Special thanks to lucidrains (https://github.com/lucidrains) and Kharr.

Usage

Quick demo that will configure a 768-wide, 12-layer transformer, with a language modeling head.

Import, and create token embedding block:

import torch
from model_builder import ConfigaFormer

emb = []
model_dim = 768

emb.append({'type': 'embedding',
            'output_dim': model_dim,
            'num_classes': 50257})

Create self-attention module:

attn = []

# Make residual and norm
attn.append({'type': 'make_stream', 'output_name': 'residual'})
attn.append({'type': 'norm', 'norm_type': 'layer_norm'})

# Make QKVs
attn.append({'type': 'linear', 'output_name': 'queries'})
attn.append({'type': 'linear', 'output_name': 'keys'})
attn.append({'type': 'linear', 'output_name': 'values'})
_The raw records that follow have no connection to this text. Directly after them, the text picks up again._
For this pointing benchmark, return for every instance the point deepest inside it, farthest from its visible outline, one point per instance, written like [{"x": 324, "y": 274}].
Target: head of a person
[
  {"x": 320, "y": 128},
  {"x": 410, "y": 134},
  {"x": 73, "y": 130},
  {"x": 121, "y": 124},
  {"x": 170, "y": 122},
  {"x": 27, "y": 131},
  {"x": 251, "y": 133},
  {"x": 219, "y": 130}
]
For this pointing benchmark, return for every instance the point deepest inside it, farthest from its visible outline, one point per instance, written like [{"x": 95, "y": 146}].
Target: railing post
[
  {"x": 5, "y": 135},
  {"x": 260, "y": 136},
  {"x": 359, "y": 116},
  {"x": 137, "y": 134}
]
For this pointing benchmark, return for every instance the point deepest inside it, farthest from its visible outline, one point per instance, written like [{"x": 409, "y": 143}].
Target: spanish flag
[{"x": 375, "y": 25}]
attn.append({'type': 'make_heads', 'input_name': 'queries', 'output_name': 'queries', 'num_heads': 12})
attn.append({'type': 'make_heads', 'input_name': 'keys', 'output_name': 'keys', 'num_heads': 12})
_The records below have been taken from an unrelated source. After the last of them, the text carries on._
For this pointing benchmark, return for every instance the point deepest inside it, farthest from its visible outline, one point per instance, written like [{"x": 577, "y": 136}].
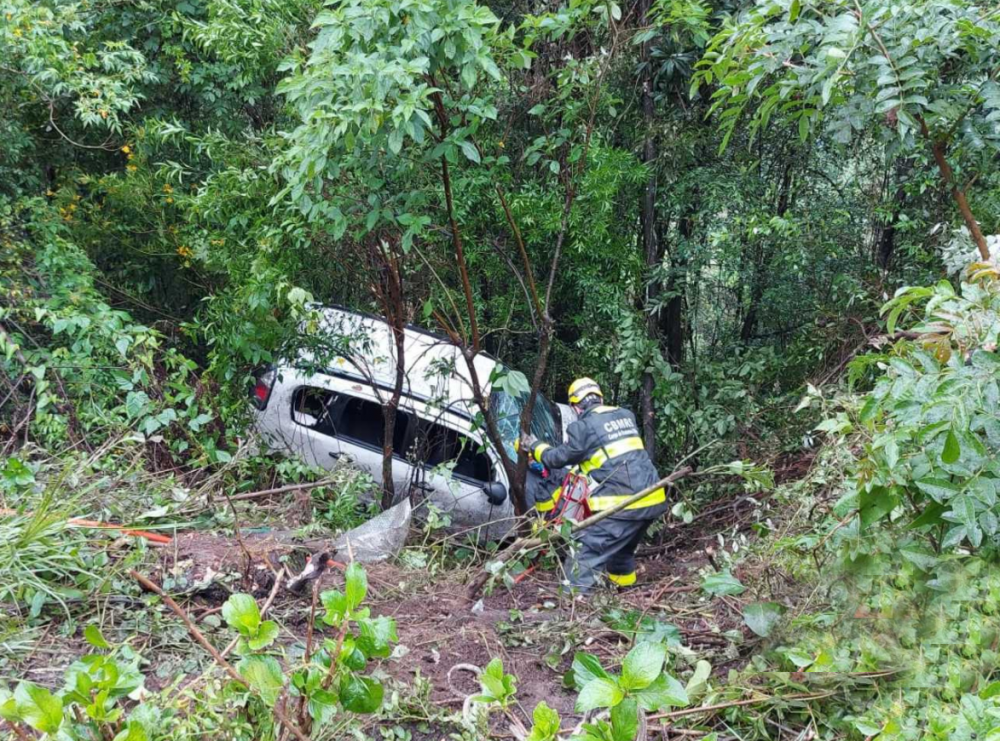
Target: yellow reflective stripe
[
  {"x": 612, "y": 450},
  {"x": 650, "y": 500},
  {"x": 623, "y": 580}
]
attn.append({'type': 'rope', 'input_name': 'queries', 'output_name': 'queries', 'rotate_dim': 16})
attn.append({'type': 'rope', 'input_name': 'keys', 'output_name': 'keys', 'rotate_dim': 16})

# Perform attention
attn.append({'type': 'mha_dots',
             'input_name_queries': 'queries',
             'input_name_keys': 'keys'})
attn.append({'type': 'attention_offset'})
attn.append({'type': 'mha_sum',
             'input_name_values': 'values'})

# Mix
attn.append({'type': 'linear'})

# Add residual
attn.append({'type': 'merge_streams',
             'input_name_1': 'residual',
             'merge_type': 'add'})

Create FFN module:

ffn = []

# Make residual and norm
ffn.append({'type': 'make_stream', 'output_name': 'residual'})
ffn.append({'type': 'norm', 'norm_type': 'layer_norm'})

# Proj Up
ffn.append({'type': 'linear', 'output_dim': 768*4})

# Activation
ffn.append({'type': 'activation'})

# Proj Down
ffn.append({'type': 'linear', 'output_dim': 768})

# Add residual
ffn.append({'type': 'merge_streams',
             'input_name_1': 'residual',
             'merge_type': 'add'})

Create language modeling head:

to_logits = []
to_logits.append({'type': 'linear', 'output_dim': 50257})

Create blocks, initialize input shapes, and init the model:

transformer_block = attn + ffn
classifier = ffn + to_logits

blocks = [{"config": emb,
           "repeat": 1},
          {"config": transformer_block,
           "repeat": 12},
          {"config": classifier,
           "repeat": 1},
          ]
          
my_config = {'blocks' = blocks}
input_streams = {'emb_ids': ['B', 'L_in'],
                 'attn_offset': ['B', 12, 'L_in', 'L_in'],}

model = ConfigaFormer(model_config=my_config,
                     input_streams=input_streams).cuda()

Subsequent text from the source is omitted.